While tumor organoids have revolutionized cancer research by recapitulating the cellular architecture and behaviors of real tumors in vitro, their lack of functional vasculature hinders their attainment of full physiological capabilities. Current efforts to vascularize organoids are struggling to achieve well-defined vascular networks, mimicking the intricate hierarchy observed in vivo, which restricts the physiological relevance particularly for studying tumor progression and response to therapies targeting the tumor vasculature. An innovative vascularized patient-derived tumor organoids (PDTOs)-on-a-chip with hierarchical, tumor-specific microvasculature is presented, providing a versatile platform to explore tumor-vascular dynamics and antivascular drug efficacy. It is found that highly metastatic tumor cells induced vessel angiogenesis and simultaneously migrated toward blood vessels via the Notch pathway.
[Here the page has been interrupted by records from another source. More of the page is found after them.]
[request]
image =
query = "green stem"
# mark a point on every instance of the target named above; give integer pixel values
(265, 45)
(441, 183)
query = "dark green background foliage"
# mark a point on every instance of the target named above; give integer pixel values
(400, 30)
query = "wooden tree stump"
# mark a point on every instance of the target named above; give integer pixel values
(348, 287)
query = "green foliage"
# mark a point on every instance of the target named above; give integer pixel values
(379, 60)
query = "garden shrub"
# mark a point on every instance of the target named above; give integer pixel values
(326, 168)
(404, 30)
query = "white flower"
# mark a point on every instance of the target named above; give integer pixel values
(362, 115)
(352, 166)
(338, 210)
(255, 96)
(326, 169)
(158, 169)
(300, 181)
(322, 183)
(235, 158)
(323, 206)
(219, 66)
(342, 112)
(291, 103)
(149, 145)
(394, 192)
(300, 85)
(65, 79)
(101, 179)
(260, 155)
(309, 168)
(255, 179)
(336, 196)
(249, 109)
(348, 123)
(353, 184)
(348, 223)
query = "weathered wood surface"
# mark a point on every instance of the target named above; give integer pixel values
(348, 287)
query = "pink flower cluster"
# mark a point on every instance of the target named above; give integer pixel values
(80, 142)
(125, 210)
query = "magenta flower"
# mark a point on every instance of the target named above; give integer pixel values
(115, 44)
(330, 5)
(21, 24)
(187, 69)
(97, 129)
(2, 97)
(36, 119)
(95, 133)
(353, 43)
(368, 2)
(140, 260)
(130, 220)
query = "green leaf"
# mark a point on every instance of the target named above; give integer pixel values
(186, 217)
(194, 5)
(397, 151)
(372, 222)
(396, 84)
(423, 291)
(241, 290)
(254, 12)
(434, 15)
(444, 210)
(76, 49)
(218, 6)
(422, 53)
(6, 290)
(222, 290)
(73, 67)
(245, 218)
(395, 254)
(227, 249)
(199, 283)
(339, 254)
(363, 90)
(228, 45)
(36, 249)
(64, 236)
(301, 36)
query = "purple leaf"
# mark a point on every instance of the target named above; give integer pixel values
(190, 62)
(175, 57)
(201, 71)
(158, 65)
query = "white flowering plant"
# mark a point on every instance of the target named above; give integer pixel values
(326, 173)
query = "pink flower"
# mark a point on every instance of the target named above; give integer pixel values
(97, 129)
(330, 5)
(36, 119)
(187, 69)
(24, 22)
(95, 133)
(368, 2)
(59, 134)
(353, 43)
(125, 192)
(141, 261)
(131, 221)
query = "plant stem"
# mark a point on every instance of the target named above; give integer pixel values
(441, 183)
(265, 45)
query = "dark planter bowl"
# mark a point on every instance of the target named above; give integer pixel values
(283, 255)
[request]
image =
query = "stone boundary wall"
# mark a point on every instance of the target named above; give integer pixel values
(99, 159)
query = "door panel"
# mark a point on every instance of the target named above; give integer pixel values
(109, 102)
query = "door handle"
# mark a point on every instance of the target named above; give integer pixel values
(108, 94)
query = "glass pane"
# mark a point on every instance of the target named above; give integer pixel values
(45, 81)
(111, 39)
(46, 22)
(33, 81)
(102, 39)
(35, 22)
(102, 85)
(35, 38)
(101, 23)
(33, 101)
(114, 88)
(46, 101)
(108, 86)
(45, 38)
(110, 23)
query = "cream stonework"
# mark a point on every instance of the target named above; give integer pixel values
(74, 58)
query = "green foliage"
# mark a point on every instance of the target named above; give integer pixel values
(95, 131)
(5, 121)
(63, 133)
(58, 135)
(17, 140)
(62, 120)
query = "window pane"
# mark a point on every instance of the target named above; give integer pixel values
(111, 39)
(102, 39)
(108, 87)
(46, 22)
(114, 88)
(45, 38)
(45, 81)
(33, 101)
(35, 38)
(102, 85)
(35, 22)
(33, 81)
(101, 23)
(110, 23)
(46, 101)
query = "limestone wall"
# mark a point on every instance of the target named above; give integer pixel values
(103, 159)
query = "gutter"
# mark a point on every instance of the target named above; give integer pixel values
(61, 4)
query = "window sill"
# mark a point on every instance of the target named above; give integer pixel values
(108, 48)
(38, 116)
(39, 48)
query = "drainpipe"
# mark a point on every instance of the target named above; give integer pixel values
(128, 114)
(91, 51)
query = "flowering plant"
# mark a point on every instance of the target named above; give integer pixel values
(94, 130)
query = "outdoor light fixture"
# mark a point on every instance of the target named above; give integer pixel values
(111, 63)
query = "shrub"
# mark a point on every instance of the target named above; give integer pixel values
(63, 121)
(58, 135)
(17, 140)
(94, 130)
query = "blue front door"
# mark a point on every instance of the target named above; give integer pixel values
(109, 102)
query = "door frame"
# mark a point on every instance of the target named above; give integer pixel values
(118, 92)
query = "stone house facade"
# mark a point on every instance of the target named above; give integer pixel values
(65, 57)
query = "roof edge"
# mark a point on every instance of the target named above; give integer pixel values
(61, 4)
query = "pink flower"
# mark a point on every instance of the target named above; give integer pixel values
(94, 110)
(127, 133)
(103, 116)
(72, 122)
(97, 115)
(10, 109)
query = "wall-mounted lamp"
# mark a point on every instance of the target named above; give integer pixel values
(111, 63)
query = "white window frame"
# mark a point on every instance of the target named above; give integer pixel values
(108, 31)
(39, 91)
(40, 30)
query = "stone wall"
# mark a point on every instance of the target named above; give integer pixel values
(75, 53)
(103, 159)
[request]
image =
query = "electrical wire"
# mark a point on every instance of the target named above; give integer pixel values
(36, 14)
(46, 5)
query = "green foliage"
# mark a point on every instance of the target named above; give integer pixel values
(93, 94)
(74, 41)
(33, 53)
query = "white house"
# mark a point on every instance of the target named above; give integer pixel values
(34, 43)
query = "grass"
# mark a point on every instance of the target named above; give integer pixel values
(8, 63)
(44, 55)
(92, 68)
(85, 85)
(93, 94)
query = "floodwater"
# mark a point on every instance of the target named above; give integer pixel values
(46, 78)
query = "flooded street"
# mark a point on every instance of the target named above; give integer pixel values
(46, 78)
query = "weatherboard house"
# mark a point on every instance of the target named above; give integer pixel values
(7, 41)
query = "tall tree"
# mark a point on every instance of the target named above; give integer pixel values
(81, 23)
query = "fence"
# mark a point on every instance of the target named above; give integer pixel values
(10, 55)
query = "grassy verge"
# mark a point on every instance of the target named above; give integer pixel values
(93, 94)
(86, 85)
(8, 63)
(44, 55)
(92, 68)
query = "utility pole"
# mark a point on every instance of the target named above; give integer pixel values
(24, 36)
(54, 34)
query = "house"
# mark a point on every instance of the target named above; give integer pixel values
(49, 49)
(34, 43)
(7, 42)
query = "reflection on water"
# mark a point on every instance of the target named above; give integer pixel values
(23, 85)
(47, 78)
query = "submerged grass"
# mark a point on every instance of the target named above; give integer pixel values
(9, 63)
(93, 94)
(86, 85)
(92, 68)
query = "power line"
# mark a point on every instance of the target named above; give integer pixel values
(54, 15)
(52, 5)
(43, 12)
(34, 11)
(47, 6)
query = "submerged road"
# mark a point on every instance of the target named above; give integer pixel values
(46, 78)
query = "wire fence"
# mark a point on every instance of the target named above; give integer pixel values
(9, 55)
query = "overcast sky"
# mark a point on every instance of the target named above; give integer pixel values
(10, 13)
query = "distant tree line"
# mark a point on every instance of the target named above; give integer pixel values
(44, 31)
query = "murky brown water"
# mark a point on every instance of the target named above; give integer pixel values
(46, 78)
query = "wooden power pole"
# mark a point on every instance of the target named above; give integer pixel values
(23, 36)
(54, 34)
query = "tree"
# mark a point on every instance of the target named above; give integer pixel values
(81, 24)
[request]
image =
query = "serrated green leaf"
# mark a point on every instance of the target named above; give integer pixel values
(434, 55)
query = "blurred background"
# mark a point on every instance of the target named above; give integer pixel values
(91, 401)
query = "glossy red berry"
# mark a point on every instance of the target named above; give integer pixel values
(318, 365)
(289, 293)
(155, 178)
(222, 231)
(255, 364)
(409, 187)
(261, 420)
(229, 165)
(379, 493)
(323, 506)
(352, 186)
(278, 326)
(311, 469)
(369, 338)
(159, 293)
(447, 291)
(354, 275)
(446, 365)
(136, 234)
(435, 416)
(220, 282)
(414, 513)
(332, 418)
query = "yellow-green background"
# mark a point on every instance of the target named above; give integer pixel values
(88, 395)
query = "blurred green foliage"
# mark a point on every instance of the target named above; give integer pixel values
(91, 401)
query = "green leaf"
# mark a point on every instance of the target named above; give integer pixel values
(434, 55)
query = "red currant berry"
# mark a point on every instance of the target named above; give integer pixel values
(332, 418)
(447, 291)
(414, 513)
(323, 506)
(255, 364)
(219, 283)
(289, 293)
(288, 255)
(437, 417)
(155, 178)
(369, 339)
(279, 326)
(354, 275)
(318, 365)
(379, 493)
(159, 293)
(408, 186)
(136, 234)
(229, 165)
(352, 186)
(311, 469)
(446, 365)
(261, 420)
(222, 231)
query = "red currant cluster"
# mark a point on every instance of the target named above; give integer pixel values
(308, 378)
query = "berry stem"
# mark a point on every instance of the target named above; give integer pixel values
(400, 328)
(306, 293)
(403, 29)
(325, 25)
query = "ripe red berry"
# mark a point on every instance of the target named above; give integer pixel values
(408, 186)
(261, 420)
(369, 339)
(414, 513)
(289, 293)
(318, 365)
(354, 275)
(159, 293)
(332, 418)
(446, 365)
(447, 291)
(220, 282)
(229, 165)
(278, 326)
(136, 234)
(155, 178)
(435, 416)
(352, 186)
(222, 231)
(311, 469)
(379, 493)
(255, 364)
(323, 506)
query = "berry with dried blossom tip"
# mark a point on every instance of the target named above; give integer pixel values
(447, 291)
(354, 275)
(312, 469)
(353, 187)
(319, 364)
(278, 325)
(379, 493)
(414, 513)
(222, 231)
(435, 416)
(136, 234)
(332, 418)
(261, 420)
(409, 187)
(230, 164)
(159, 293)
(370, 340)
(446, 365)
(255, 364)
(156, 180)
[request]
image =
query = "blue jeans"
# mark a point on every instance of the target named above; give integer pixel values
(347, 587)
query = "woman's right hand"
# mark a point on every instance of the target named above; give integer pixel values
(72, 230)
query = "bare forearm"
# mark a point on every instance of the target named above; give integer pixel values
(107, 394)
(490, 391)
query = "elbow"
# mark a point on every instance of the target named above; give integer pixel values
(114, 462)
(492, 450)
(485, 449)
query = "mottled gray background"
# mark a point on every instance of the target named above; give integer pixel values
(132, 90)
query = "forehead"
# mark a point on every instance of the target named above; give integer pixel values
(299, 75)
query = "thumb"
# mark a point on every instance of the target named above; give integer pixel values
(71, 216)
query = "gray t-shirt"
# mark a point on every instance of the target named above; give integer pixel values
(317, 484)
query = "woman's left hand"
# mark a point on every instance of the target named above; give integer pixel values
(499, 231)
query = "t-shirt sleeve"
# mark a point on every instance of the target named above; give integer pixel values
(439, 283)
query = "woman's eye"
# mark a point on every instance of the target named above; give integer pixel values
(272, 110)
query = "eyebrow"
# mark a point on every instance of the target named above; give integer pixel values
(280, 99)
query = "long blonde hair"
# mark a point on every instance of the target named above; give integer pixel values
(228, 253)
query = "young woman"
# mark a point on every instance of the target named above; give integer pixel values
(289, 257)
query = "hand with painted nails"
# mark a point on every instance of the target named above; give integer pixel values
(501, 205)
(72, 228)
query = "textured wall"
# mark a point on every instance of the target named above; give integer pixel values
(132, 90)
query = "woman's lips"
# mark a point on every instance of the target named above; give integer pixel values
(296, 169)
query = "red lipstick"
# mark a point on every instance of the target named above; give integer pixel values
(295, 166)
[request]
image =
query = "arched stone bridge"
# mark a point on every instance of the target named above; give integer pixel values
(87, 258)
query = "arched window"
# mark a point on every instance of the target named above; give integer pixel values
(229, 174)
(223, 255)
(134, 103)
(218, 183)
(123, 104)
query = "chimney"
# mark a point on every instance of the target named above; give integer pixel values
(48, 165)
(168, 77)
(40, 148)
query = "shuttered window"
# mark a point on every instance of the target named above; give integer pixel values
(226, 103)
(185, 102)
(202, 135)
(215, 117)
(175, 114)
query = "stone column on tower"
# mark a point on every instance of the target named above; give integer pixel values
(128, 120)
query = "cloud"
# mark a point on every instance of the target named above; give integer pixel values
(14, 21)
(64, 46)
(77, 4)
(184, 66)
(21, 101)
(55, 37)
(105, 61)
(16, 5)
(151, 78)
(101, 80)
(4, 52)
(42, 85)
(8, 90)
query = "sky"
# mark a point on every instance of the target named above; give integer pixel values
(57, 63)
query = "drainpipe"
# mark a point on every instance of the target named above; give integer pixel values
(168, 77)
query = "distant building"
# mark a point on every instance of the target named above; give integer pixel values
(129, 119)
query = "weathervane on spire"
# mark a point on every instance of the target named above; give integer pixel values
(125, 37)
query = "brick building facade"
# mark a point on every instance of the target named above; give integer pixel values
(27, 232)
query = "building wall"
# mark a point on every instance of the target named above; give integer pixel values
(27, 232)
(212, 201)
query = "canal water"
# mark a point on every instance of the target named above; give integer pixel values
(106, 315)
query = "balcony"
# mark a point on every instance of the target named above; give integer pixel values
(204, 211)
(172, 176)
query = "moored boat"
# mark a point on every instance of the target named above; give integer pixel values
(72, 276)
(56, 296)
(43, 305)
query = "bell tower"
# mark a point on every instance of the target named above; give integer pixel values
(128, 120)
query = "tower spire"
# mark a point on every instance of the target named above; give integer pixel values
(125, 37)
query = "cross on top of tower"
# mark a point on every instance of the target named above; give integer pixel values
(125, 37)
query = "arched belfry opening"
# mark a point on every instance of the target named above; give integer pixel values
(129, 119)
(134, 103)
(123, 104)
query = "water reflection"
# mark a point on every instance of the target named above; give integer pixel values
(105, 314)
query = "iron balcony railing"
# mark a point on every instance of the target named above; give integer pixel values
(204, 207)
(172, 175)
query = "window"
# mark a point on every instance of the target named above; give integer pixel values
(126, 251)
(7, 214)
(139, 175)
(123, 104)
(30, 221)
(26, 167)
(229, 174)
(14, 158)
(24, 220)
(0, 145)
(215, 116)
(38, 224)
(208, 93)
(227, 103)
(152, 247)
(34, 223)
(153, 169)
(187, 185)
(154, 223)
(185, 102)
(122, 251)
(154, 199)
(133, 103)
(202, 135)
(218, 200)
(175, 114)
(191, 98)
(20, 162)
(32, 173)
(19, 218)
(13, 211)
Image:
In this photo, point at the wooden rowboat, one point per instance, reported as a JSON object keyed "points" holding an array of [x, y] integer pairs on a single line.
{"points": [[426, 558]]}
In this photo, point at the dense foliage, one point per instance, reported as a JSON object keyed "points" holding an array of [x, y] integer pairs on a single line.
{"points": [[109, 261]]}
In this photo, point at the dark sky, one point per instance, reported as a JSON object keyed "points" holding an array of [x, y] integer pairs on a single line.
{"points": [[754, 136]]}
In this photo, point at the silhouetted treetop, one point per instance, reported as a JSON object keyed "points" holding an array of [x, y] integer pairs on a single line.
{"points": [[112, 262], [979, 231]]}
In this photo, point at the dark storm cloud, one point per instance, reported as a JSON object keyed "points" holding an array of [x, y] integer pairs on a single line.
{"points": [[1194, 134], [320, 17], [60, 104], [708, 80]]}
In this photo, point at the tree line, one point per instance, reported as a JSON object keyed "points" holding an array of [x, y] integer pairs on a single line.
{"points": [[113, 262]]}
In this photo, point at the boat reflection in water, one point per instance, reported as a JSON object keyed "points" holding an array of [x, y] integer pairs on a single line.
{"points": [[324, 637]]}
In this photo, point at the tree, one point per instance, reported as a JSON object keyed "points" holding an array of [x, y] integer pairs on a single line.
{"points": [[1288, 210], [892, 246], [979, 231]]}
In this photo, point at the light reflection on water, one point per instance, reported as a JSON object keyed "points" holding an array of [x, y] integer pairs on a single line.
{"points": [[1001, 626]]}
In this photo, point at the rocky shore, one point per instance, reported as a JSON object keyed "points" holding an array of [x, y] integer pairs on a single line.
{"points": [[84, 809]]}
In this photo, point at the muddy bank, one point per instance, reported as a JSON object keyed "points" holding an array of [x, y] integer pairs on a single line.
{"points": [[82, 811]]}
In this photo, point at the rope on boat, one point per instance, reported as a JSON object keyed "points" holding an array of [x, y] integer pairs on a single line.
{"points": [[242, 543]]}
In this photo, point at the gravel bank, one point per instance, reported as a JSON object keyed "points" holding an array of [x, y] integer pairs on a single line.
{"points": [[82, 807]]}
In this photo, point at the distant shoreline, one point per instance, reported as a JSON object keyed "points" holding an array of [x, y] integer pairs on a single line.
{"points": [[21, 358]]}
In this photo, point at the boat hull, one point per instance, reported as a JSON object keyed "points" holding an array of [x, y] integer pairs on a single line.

The evident association between the angiogenic and migratory capacities of PDTOs and their clinical metastatic outcomes underscores the potential of the innovative platform for evaluating tumor metastasis, thus offering valuable insights for clinical decision-making. Ultimately, the system represents a promising avenue for advancing the understanding of tumor metastasis and developing personalized treatment strategies based on patient-specific tumor characteristics.

Keywords: angiogenesis; microfluidics; organoids‐on‐a‐chip; tumor migration; tumor perivascular niche.